Hacker News new | ask | show | jobs
by alophawen 1185 days ago
> Is this true or is there just a massive gulf in application at the moment?

It is only true if you drink the cool aid.

Speech recognition - Siri still have major issues undestanding me. Youtube text2speech routinely mistranscribes because it simply have no understanding of the language.

Machine translation is hilarious at best and dangerously wrong at worst.

Machine vision still could not spot the difference between pastry and furry animals last time I checked.

All of these are examples of non-working over hyped tech. It is not a list of "basically" solved problems.

7 comments

> Machine translation is hilarious at best and dangerously wrong at worst.

I picked a random passage from a novel in French I am currently reading. ChatGPT translated the three paragraphs I ran it on correctly; there are no major quibbles to be had. It is good, coherent English, a correct translation, which closely follows the French original, even capturing some of the poetic imagery effectively.

I'm sure after another paragraph or two there will be a weird screw-up. And there's no consistency in a running translation of any length. Etc. Yes, it's not perfect. Not fully human-equivalent.

Still. I remember when machine translation like I just did was the realm of science fiction. And I thought it would remain science fiction for a long time. The fact that such a thing isn't mind-blowing shows how far things have come, hasn't it?

> Speech recognition - Siri still have major issues undestanding me.

I am using speech-to-text AI transcription every day. It's been revolutionary for me. I am hard of hearing. The cutting edge is Whisper, and it is leaps and bounds over the state-of-the-art just a year ago: https://github.com/openai/whisper

I must have drank the cool aid because when I talk to my AI assistant, it bloody well understands me a lot better than my wife :D.

Machine translation still makes a few mistakes but hardly more than a human.

Machine vision: I worked on a factory where a machine would approve/reject products passing through at a ridiculously high speed, and it never got one wrong. This was 15 years ago.

Your experience is completely the opposite of mine.

You have some odd issue here... You're thinking that any technology is going to be perfect, and it's not, humans are not either. Don't put your base line as perfect, but at the rate of human failure.

Siri isn't even the latest models that have a much lower error rate.

Whisper is better at speech recognition than humans. Learn about the SOTA instead of mentioning bad mainstream products made years ago.
> Youtube text2speech routinely mistranscribes

Isn’t text2speech the opposite of transcribing?

Speech2text would be transcribing, and text2speech would be speech synthesis.

Anyway, assuming you meant speech2text: I found YouTube‘s transcribing quite good. It even understands stuff that is inaudible to me (especially in movie snippets). Of course it’s not perfect, but neither am I.

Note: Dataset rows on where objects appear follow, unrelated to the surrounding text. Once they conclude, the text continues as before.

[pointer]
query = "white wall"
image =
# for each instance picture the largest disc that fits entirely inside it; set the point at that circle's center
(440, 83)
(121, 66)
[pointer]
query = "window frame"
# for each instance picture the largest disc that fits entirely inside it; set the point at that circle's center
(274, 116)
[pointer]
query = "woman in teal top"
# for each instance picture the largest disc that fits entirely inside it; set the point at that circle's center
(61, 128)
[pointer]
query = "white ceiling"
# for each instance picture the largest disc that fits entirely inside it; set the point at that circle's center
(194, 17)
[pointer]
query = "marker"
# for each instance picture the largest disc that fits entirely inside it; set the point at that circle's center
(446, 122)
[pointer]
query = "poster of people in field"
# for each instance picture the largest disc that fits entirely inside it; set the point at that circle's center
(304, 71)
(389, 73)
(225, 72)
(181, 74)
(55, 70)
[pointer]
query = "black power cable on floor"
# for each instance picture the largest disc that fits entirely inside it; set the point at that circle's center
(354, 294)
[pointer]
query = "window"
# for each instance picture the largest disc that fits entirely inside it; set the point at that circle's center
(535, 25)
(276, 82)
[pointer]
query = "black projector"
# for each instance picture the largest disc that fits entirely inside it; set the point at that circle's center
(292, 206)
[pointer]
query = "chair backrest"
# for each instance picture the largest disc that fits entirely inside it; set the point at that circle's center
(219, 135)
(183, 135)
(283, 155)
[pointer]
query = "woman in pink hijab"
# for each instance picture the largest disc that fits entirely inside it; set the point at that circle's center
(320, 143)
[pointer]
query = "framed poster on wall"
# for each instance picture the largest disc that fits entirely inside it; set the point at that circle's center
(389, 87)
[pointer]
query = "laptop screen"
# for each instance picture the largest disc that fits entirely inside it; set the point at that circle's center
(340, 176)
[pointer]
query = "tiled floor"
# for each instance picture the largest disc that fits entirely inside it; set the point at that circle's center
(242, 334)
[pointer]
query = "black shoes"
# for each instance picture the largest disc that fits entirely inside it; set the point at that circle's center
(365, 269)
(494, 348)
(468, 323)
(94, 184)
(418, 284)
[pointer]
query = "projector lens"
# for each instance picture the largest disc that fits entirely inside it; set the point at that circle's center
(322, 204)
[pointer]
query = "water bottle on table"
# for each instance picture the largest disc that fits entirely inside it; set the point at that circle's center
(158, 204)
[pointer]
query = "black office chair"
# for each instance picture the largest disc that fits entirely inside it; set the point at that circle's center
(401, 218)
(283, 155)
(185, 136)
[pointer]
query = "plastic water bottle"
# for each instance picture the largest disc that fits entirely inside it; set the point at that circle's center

Thanks, I mean speech2text, the youtube auto-caption feature specifically. Perhaps you have enjoyed it. I regularry use it due to bad hearing, and it is hilariously often mistranslating stuff that a human never would, simply because it does not understand context. It is a dumb system.
TTS is where I started when I was working on this sort of thing, I commonly just say text to speech to mean either direction.
> Speech recognition - Siri still have major issues undestanding me.

Have you tried OpenAI Whisper, especially with its "large" model? Siri and Youtube shouldn't be the yard sticks to judge the entire field, they both have unique hardware constraints and they're far from the state of the art.

My company has replaced hundreds of human transcribers with a speech to text model.

DeepL is actually really good a lot of the time.

When was the last time you checked the status of machine vision, because the problem you suggested is not hard for it anymore.

Your company can only pull the rug like this because the public is not very picky it seems.

A real human transcriber still outperforms any automated system in existence.

> Your company can only pull the rug like this because the public is not very picky it seems.

My company performed extensive accuracy testing and lets people choose to use a human transcriber if they want. Most people are perfectly happy to use the machine transcription. You are just seem bitter. Did an AI steal your wife?